Step 6: File with IRDAI's IGMS. A failure to issue a reasoned rejection letter is a regulatory violation — it goes on the insurer's compliance record and attracts regulatory attention.

What the Allegation Was Probably About

In cases like this, where the insurer alleges "hospitalisation details discrepancies" at a hospital of borderline profile, the allegation often relates to one of the following:

  • Admission duration discrepancy: Dates on the claim form don't match dates on the hospital records
  • Diagnosis mismatch: Diagnosis on the claim form differs from the discharge summary
  • Agent-level fraud: The insurer suspects the treating doctor or a third party assisted in inflating or fabricating portions of the claim — but doesn't want to make that allegation explicitly
  • Hospital empanelment issues: The insurer may have internal red flags about the hospital that they are not disclosing

In all these scenarios, the insured has a right to know. And if the insurer is relying on intelligence or investigations they haven't shared with the claimant, they cannot use those to justify a rejection without disclosure.

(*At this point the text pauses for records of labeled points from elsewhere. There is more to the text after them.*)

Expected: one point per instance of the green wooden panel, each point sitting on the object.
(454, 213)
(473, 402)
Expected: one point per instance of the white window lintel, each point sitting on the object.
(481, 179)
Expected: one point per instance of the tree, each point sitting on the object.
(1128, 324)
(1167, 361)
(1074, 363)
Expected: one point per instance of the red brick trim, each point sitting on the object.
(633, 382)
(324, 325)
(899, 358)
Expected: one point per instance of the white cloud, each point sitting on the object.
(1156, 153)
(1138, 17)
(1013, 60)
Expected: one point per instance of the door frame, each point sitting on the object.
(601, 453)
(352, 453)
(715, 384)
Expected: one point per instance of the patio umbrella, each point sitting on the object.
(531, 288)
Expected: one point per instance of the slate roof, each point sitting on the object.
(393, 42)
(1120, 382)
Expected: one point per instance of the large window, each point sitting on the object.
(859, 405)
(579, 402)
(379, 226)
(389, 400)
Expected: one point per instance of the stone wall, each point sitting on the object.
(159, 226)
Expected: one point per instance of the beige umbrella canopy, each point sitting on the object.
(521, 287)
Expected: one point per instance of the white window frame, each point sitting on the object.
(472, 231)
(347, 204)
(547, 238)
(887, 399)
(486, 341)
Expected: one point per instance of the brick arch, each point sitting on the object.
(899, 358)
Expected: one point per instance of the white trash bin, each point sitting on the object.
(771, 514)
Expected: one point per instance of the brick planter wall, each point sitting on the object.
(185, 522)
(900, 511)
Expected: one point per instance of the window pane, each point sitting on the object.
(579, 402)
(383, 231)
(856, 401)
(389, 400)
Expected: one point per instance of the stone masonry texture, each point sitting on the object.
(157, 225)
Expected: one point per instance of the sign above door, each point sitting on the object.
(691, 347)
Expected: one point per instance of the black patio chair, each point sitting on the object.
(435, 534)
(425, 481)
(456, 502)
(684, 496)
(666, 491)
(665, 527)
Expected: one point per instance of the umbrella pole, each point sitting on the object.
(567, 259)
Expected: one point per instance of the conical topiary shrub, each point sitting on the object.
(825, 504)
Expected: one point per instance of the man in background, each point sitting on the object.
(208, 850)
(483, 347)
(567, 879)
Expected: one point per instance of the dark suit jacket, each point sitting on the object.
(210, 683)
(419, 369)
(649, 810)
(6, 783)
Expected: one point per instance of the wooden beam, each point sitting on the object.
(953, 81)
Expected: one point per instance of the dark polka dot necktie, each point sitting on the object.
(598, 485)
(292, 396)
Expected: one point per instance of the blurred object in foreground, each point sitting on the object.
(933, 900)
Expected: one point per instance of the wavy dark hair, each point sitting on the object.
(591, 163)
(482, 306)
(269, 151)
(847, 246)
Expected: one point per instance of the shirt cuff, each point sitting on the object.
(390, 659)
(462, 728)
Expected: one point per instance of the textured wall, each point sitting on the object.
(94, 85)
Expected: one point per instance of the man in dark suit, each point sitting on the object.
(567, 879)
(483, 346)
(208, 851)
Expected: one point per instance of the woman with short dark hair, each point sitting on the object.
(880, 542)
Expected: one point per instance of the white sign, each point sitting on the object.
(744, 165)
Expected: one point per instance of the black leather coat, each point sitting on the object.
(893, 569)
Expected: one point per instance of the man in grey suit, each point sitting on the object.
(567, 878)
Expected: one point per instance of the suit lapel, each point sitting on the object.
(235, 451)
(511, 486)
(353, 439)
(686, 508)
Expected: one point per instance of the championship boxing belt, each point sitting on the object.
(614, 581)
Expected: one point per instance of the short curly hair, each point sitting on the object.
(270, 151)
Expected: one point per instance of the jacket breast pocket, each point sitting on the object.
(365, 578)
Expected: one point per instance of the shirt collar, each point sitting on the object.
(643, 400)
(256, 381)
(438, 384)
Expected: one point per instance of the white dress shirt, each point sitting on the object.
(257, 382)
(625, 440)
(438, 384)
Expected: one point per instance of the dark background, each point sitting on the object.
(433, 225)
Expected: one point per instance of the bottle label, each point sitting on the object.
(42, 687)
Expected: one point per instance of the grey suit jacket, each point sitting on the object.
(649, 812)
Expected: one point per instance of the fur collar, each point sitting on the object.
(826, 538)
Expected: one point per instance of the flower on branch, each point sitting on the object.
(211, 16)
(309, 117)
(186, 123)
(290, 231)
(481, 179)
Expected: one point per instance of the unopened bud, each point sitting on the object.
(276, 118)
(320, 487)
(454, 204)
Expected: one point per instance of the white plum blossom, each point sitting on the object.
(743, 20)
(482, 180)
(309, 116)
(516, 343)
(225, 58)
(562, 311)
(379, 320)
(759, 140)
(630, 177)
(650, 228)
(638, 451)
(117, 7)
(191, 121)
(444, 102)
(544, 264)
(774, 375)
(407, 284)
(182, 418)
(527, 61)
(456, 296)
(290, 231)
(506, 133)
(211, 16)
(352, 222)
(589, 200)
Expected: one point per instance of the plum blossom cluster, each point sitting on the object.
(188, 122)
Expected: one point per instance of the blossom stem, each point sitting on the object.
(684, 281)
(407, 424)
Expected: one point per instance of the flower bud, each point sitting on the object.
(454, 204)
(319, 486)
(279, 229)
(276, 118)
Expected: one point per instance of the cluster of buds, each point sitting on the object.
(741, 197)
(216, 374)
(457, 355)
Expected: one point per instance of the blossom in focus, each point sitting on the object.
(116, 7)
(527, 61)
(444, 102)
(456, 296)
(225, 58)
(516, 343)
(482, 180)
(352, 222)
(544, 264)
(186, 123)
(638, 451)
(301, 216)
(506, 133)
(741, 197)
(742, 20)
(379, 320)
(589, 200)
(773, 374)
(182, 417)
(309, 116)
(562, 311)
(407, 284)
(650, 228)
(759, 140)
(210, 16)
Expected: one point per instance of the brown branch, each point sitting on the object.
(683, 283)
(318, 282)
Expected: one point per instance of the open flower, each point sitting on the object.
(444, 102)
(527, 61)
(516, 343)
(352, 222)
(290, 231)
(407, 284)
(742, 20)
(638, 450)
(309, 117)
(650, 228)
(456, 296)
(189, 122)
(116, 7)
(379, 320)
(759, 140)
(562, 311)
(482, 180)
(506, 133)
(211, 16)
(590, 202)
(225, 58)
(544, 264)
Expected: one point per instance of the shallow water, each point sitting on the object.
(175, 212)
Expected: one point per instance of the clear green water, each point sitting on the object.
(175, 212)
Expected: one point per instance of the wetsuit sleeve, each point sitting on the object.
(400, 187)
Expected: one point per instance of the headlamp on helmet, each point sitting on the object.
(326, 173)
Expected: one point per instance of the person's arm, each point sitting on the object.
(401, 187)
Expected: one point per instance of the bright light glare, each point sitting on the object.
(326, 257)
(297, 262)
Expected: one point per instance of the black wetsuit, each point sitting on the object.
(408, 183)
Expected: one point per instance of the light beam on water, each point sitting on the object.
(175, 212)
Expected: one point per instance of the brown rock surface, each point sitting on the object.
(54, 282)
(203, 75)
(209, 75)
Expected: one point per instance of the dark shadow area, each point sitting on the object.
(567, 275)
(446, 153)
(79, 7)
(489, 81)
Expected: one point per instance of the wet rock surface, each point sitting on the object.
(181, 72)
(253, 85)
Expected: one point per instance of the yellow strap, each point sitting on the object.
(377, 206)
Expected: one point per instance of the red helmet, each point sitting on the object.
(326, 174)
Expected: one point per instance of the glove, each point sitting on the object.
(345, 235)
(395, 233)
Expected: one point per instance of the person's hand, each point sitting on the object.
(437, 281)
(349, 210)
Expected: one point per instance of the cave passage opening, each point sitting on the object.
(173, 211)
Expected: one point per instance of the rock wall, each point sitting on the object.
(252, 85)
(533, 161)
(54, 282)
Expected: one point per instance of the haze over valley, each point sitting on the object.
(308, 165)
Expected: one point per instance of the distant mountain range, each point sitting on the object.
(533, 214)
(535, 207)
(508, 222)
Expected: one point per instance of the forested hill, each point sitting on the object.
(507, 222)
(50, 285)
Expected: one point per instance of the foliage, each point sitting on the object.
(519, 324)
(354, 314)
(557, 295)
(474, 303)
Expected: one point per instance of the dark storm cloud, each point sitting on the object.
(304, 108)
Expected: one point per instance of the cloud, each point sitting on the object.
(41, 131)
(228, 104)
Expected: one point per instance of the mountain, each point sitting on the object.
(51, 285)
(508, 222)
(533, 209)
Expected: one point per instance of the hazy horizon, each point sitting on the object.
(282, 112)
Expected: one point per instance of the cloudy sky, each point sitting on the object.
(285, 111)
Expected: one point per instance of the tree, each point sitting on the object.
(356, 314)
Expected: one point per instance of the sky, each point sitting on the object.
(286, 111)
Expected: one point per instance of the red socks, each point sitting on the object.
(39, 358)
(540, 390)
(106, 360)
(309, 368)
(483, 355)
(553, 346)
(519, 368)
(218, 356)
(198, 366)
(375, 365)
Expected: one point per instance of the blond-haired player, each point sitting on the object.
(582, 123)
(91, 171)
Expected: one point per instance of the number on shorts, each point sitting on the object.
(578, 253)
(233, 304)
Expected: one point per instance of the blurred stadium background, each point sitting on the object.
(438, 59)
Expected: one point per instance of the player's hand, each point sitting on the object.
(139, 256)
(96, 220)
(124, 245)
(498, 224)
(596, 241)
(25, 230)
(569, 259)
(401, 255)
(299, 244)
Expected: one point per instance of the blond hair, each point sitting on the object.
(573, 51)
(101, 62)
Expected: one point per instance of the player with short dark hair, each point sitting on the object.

What This Case Teaches Policyholders

You have the right to know why your claim was rejected. Not in vague terms, not by implication — in specific, documented, clause-referenced terms.

"We found discrepancies" is not a reason. It is a statement designed to sound final while leaving the insurer room to backfill specifics later. Push back immediately.

Hospital legitimacy can be documented. Government-issued biomedical waste authorisations, state health department registrations, and district hospital licences are verifiable public records.

A procedural failure can be as powerful as a substantive one. Even if the insurer eventually articulates a real reason for rejection, their initial failure to provide a reasoned order is itself a ground for compensation at the consumer forum.


Case details have been anonymised. This article is based on documents reviewed as part of FairClaims' 2026 case intake. It is for informational purposes only and does not constitute legal advice.